The key aim of this report is to investigate the exponential distribution in R and compare it with the Central Limit Theorem. The exponential distribution will be simulated in R with rexp(n, lambda) where lambda is the rate parameter. The mean of exponential distribution is 1/lambda and the standard deviation is also 1/lambda. For this purpose a thousand of exponential simulations will be performed with lambda = 0.2 for averages of 40 exponentials.

2. Simulations

Code simulation with the described parameters:

set.seed(800)
lambda = 0.2
exponentials = 40
nsim = 1:1000

Run the required number of simulations:

simMeans <- data.frame(x = sapply(nsim, function(x) {mean(rexp(exponentials, lambda))}))
head(simMeans)

3. Sample Mean versus Theoretical Mean

Sample Mean

Calculating the mean from the simulations with give the sample mean.

mean(simMeans$x)
## [1] 5.013284
sd(simMeans$x)
## [1] 0.7857452

Theoretical Mean

The theoretical mean of an exponential distribution is 1/lambda.

(1/lambda)
## [1] 5

Comparison

There is only a slight difference between the simulations sample mean and the exponential distribution theoretical mean.
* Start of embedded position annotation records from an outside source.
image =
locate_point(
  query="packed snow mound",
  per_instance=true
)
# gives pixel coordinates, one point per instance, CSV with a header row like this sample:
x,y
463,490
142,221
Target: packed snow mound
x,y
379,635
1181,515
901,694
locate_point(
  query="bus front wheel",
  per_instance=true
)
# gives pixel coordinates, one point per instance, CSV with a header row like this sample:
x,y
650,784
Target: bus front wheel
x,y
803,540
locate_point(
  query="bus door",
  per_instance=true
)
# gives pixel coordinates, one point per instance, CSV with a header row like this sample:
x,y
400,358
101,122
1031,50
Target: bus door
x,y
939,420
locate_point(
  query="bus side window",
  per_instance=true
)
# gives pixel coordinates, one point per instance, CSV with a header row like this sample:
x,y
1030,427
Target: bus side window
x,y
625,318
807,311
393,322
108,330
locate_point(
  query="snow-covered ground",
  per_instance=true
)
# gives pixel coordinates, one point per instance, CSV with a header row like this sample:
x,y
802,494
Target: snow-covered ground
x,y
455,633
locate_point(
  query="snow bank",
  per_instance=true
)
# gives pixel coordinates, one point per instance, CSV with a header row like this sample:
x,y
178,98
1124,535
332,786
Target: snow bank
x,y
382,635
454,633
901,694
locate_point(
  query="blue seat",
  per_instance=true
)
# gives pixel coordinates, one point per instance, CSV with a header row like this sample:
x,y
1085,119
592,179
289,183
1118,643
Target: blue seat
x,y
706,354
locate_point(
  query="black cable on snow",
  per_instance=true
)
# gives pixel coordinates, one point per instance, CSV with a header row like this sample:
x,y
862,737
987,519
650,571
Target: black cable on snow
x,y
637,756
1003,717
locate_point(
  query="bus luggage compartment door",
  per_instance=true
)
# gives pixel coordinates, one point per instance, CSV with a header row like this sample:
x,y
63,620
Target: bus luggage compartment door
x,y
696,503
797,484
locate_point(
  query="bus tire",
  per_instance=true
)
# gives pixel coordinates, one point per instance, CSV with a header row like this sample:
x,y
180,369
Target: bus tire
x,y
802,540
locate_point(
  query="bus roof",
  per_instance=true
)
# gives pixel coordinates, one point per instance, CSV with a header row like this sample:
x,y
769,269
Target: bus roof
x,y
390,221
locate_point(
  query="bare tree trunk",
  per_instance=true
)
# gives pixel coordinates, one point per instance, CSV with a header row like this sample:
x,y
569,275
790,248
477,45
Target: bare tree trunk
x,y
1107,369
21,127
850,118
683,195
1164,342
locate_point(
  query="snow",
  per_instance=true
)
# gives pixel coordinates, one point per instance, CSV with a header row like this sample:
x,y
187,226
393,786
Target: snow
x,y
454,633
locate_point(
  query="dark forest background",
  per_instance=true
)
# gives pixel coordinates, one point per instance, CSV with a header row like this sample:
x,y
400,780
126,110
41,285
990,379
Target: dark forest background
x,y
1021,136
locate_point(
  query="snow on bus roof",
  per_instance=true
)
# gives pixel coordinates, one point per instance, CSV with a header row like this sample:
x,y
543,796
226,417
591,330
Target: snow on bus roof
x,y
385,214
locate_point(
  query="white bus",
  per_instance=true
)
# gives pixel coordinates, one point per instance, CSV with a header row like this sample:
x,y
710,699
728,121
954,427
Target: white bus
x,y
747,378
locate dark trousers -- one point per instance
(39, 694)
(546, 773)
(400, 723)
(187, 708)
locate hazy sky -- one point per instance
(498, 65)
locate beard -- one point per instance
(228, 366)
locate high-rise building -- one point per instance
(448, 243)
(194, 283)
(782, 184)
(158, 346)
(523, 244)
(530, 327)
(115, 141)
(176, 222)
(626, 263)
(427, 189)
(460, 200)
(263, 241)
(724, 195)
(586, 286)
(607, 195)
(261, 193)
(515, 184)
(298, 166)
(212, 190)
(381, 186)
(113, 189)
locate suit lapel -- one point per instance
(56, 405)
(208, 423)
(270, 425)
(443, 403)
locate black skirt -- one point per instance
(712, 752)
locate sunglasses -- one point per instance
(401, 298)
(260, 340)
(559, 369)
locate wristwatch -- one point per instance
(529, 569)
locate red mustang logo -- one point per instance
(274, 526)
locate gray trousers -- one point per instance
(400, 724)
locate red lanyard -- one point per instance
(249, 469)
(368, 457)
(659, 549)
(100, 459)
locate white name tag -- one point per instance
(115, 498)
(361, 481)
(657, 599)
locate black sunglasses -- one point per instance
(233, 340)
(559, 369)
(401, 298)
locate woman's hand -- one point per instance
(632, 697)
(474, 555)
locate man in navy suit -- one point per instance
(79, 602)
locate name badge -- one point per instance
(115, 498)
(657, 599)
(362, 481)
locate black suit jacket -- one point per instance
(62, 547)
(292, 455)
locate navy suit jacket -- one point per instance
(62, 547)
abs(mean(simMeans$x)-(1/lambda))
## [1] 0.01328389

4. Sample Variance versus Theoretical Variance

Sample Variance

Calculating the variance from the simulation means with give the sample variance.

var(simMeans$x)
## [1] 0.6173955

Theoretical Variance

The theoretical variance of an exponential distribution is (lambda * sqrt(n))^-2.

(lambda * sqrt(exponentials))^-2
## [1] 0.625

Comparison

There is only a slight difference between the simulations sample variance and the exponential distribution theoretical variance.

abs(var(simMeans$x)-(lambda * sqrt(exponentials))^-2)
## [1] 0.007604453

5. Distribution

Here we’ll plot a density histogram for the 1000 simulations. There is an overlay with a normal distribution that has a mean of lambda^-1 and standard deviation of (lambda*sqrt(n))^-1, the theoretical normal distribution for the simulations.

library(ggplot2)
ggplot(simMeans, aes(x=x)) + 
  geom_histogram(aes(y=..density..), binwidth=0.25, fill="steelblue",color="darkblue") + 
stat_function(fun = dnorm, args = list(mean = (1/lambda), sd=(lambda*sqrt(exponentials))^-1), size = 1, color = "midnightblue") + 
        labs(title="Plot of the Simulations", x="SimMean")